Concepts of Health, Illness and Disease, Workshop 3:
Culture-bound Syndromes
Funded by the AHRC
Tuesday 7 July 2009
University of Lancaster
Institute for Advanced Studies Building. Meeting Room 2
The workshop is free, but places are limited. Please email Rachel
Cooper, [log in to unmask] to reserve a place.
There are some travel bursaries available for postgrad students. Please
email [log in to unmask] by 22 June to apply.

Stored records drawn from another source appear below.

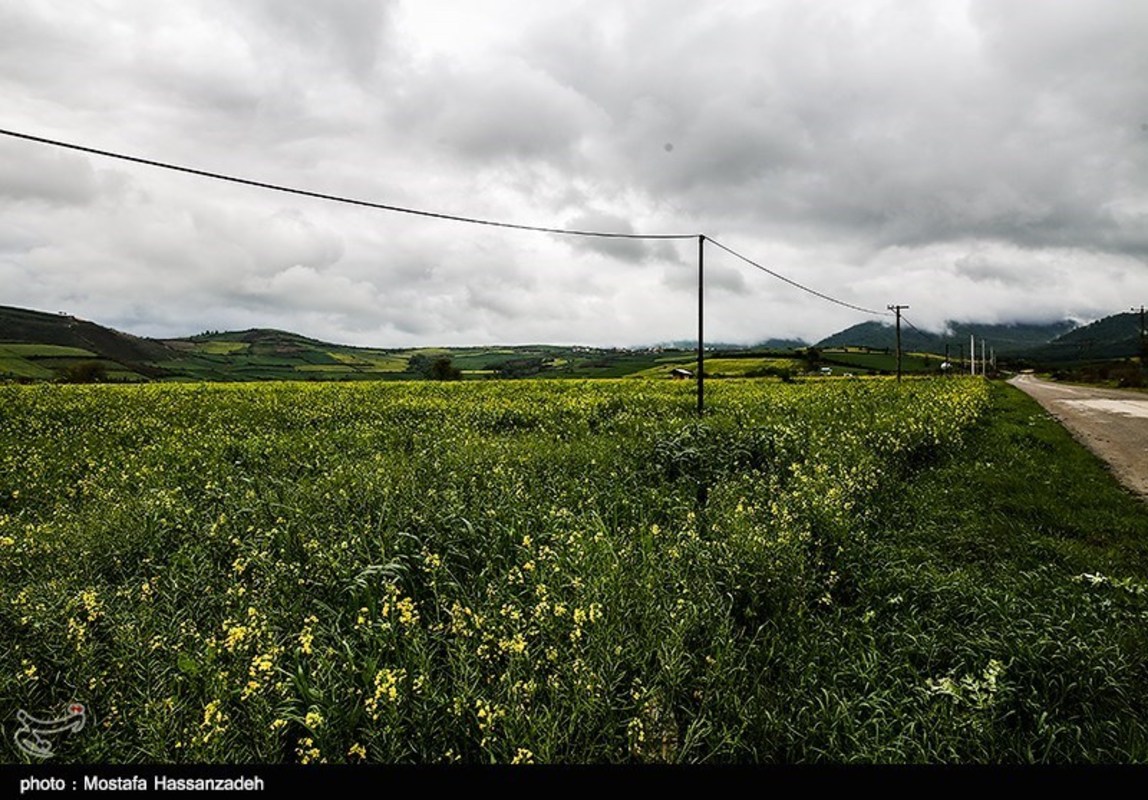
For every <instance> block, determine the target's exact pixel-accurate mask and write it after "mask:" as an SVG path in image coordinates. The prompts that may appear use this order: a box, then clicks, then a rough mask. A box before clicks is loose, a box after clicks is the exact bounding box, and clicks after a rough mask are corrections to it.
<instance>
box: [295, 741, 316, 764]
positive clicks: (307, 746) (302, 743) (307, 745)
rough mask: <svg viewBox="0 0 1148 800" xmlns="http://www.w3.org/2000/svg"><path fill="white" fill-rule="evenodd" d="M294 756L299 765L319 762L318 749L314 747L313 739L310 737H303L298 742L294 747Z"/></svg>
mask: <svg viewBox="0 0 1148 800" xmlns="http://www.w3.org/2000/svg"><path fill="white" fill-rule="evenodd" d="M295 754H296V755H297V756H298V762H300V763H301V764H309V763H313V762H316V761H318V760H319V758H320V755H321V754H320V753H319V748H318V747H316V746H315V739H312V738H311V737H304V738H302V739H300V740H298V745H297V746H296V747H295Z"/></svg>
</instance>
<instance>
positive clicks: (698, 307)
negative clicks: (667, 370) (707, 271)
mask: <svg viewBox="0 0 1148 800" xmlns="http://www.w3.org/2000/svg"><path fill="white" fill-rule="evenodd" d="M705 265H706V236H705V234H699V235H698V417H701V415H703V414H705V412H706V348H705V343H704V341H705V339H704V333H705V316H706V301H705V288H706V280H705Z"/></svg>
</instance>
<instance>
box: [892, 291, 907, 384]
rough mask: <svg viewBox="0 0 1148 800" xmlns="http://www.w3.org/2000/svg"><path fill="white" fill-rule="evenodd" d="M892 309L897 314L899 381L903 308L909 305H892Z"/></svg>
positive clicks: (897, 349)
mask: <svg viewBox="0 0 1148 800" xmlns="http://www.w3.org/2000/svg"><path fill="white" fill-rule="evenodd" d="M887 308H889V310H890V311H892V312H893V313H895V314H897V382H898V383H900V382H901V309H907V308H909V306H908V305H890V306H887Z"/></svg>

This one-day workshop will be the third event of a new Multidisciplinary
Research Network on The Concepts of Health, Illness and Disease, funded
by the AHRC. The network is managed by Dr Havi Carel (UWE) and Dr Rachel
Cooper (Lancaster).
For more information on the network:
http://www.uwe.ac.uk/hlss/courses/philosophy/ahrc_chid_network.shtml
10.00-11.00 Dr Ivan Crozier, Science Studies, University of Edinburgh
Koro, genital theft, or whizz-dick? Psychiatry, culture-bound syndromes,
and penis-shrinking anxieties
11-11.30 Dr Gloria Dura Vila (co-authors: Simon Dein, Roland Littlewood,
Gerard Leavey) Imperial College London -
The dark night of the soul: Causes and resolution of emotional distress
among contemplative nuns
11.30-11.50 - coffee
11.50-12.50 Dr Stefan Ecks, Social Anthropology, Edinburgh
Bengali "bowel obsession" in the antidepressant era
12.50-1.40 lunch
1.40-2.10 Dr Somogy Varga, Institute for Social Research, Johann
Wolfgang Goethe University & Centre for Subjectivity Research,
Copenhagan
The new spirit of captitalism and the rise of depression
2.10-2.40 Dr Ronit Yoeli-Tlalim, History of Medicine, UCL
Tibetan 'wind' illnesses and a few comparative remarks
2.40-3.10 Dr Matthew Heaton, History, Virginia Tech University -
Culture bound syndromes in historical perspective: The case of brain fag
in Nigeria
3.10-3.30 coffee
3.30-4.30 Prof Roland Littlewood, Medical Anthropology, UCL
Historical and epistemological issues, with some thoughts on social
change and Western CBSs
4.30-5.00 Dr Charlotte Blease, Philosophy, Queen's Belfast
Relationships as epistemic devices: Disordered and ordered thinking as
culture bound
5.00-5.30 Dr Rachel Cooper, Philosophy, Lancaster
Are culture bound syndromes as "real" as other disorders?